Rathlin Island is a Special Area of Conservation in Northern Ireland (SAC), and a Special Protected Area (SPA). It is home to tens of thousands of seabirds, including common guillemots, kittiwakes, puffins and razorbills – about thirty bird families in total. It is a popular place for birdwatchers, with a Royal Society for the Protection of Birds nature reserve offering spectacular views of Rathlin’s bird colony. The RSPB has also successfully managed natural habitat to facilitate the return of the Red-billed Chough. Northern Ireland’s only breeding pair of choughs can be seen during the summer months. It is also home to seals, golden hares, and other flora and fauna rarely seen on the mainland. There are numerous Areas of Special Scientific Interest (ASSIs) on the Island – including the Coast, because of the importance to birds, and Kebble, which is also a Nature Reserve, because of the importance of its heathland.
The cliffs on this relatively bare island are impressive, standing 230 feet (70 m) tall.

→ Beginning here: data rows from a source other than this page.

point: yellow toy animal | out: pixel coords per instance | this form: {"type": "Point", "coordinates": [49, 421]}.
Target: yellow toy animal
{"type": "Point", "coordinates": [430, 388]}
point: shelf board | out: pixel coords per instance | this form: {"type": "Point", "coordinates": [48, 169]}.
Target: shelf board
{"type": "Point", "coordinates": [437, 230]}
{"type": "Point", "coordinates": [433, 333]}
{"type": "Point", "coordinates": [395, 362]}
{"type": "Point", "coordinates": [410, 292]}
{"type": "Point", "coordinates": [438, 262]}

Bruce’s Cave is named after Robert the Bruce, also known as Robert I of Scotland: it was here that he was said to have seen the famous spider ‘try and try again’! The island is also the northernmost point of the Antrim Coast and Glens Area of Outstanding Natural Beauty
Recently the Maritime and Coastguard Agency of the United Kingdom and the Marine Institute of Ireland undertook survey work in the area north of County Antrim, updating Admiralty charts. In doing so a number of interesting submarine geological features were identified around Rathlin Island, including a submerged crater or lake on a plateau with clear evidence of water courses feeding it. This suggests the events leading to inundation – subsidence of land or rising water levels – were extremely quick. Marine investigations in the area have also identified new species of anemone, rediscovered the fan mussel (the UK’s largest and rarest bivalve mollusc – thought to be found only in Plymouth Sound and a few sites off the west of Scotland) and a number of shipwreck sites, including HMS Drake (1901), which was torpedoed and sank just off the island in 1917.